Kopf
Der Oberste Gerichtshof hat am 4.August 1992 durch den Senatspräsidenten des Obersten Gerichtshofes Dr.Kral als Vorsitzenden und durch die Hofräte des Obersten Gerichtshofes Dr.Lachner, Hon.Prof.Dr.Brustbauer, Dr.Massauer und Mag.Strieder als weitere Richter, in Gegenwart des Richteramtsanwärters Dr.Götsch als Schriftführer in der Strafsache gegen Friedrich P***** und andere Angeklagte wegen des Verbrechens der Neutralitätsgefährdung nach § 320 Abs. 1 Z 3 StGB und anderer strafbarer Handlungen über die von der Generalprokuratur erhobene Nichtigkeitsbeschwerde zur Wahrung des Gesetzes gegen den Beschluß des Oberlandesgerichtes Linz vom 26.März 1992, AZ 9 Bs 77/92, nach öffentlicher Verhandlung in Anwesenheit des Vertreters des Generalprokurators, des Generalanwaltes Dr.Wasserbauer jedoch in Abwesenheit des Angeklagten, zu Recht erkannt:
Spruch
Die Entscheidung des Oberlandesgerichtes Linz vom 26.März 1992, AZ 9 Bs 77/92, verletzt das Gesetz in der Bestimmung des § 320 Abs. 1 StGB.
Text
Gründe:
Die Staatsanwaltschaft Salzburg hat zur AZ 29 Vr 2478/91 des Landesgerichtes Salzburg am 24.Februar 1992 u.a. auch gegen Friedrich P********** Anklage wegen des Verbrechens der Neutralitätsgefährdung nach § 320 Abs. 1 Z 3 StGB erhoben.
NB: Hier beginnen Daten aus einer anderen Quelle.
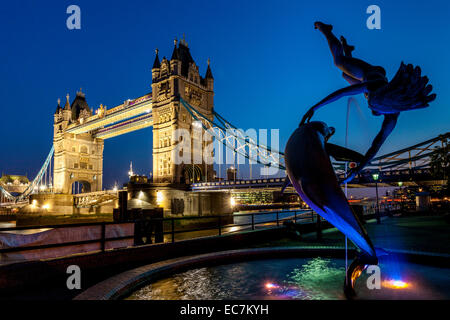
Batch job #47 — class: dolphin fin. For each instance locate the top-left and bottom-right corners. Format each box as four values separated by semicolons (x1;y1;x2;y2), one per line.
281;176;292;194
325;143;365;163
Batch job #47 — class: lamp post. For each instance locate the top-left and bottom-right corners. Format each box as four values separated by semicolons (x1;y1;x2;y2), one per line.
398;181;403;212
372;172;380;224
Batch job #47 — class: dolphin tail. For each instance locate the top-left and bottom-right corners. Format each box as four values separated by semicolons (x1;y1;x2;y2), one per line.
344;251;379;299
344;258;367;299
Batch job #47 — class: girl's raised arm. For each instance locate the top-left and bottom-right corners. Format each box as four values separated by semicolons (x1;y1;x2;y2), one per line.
300;81;381;125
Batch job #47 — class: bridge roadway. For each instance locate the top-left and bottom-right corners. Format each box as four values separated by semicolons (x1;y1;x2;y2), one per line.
9;167;439;209
66;93;153;138
94;113;153;139
73;190;119;208
191;167;442;191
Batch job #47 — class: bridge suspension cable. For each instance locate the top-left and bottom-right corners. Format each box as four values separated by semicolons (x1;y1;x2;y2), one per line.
180;98;286;170
0;146;54;203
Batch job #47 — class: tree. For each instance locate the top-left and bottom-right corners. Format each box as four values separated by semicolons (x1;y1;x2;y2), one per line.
430;142;449;196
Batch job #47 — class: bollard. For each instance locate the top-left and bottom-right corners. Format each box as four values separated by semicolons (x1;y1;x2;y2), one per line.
171;218;175;243
316;215;322;240
100;222;106;252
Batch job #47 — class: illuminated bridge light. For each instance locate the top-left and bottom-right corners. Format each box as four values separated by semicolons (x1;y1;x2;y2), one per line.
156;191;164;205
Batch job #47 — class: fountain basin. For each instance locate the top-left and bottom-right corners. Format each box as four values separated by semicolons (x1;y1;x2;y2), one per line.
75;247;450;300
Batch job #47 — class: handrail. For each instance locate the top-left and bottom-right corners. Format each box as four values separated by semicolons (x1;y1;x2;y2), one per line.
0;210;314;255
0;209;309;232
0;205;396;257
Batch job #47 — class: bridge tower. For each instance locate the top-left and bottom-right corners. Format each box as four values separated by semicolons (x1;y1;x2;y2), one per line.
53;90;104;194
151;38;214;184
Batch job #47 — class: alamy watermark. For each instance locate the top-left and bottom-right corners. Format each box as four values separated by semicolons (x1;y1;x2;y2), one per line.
66;5;81;30
366;5;381;30
366;265;381;289
66;265;81;290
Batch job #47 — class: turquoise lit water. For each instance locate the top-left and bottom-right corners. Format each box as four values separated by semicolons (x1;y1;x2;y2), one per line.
127;257;450;300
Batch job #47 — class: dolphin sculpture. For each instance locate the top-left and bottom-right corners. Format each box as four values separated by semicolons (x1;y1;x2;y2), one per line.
284;121;378;298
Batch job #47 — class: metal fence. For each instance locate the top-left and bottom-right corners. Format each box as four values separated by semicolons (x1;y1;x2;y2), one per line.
0;210;316;256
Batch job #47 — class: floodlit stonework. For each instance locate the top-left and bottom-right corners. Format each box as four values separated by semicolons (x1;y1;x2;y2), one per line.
53;91;104;194
151;38;214;183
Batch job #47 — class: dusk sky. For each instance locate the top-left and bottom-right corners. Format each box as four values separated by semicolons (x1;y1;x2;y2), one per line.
0;0;449;188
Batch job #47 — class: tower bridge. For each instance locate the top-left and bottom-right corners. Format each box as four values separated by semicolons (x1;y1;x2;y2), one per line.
52;38;215;196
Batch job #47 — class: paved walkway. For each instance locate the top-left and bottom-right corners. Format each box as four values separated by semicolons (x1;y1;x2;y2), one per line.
257;215;450;254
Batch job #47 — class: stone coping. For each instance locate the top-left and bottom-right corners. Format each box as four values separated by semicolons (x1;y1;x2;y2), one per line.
74;246;450;300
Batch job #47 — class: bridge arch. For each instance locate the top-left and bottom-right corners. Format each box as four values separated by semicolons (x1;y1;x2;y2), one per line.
182;165;203;184
71;180;91;194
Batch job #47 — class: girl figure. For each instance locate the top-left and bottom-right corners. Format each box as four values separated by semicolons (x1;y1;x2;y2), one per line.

Nach der Anklagebegründung hat er in der Nacht vom 5. auf den 6.Oktober 1991 in Wals und anderen Orten Österreichs gemeinsam mit weiteren vier Beschuldigten wissentlich im Inland während des Krieges in Jugoslawien zwischen Serbien und Kroatien, an dem die Republik Österreich nicht beteiligt gewesen sei, Kampfmittel entgegen den bestehenden Vorschriften des Kriegsmaterialiengesetzes (BGBl. 1977/540 idF BGBl. 1982/358 und 1991/30a) und der auf Grund dieses Gesetzes erlassenen Verordnung (BGBl. 1977/624) durch das Inland durch- und aus dem Ausland ausgeführt, indem er 33 Sturmgewehre StG 77 des österreichischen Bundesheeres in einen Lieferwagen von Wals bis nach Jugoslawien verbrachte.
Rechtliche Beurteilung
Dem gegen diesen Anklagevorwurf erhobenen Einspruch des Beschuldigten P***** gab das Oberlandesgericht Linz mit Beschluß vom 26.März 1992, AZ 9 Bs 77/92 Folge und wies die Anklageschrift zur besseren Aufklärung des Sachverhalts zurück. Das Oberlandesgericht sah sich nämlich außerstande, "mangels eines entsprechenden Tatsachensubstrates nach der Aktenlage" und mangels "gerichtlicher Notorietät" die im Einspruch aufgeworfene und auch ihm relevant erscheinende Vorfrage zu beantworten, nämlich - wie auch von Völkerrechtslehrern verlangt wird - ob die "Parteien dieses Krieges oder besser dieses bewaffneten Konfliktes als Kriegsführende" im inkriminierten Tatzeitpunkt "anerkannt worden sind".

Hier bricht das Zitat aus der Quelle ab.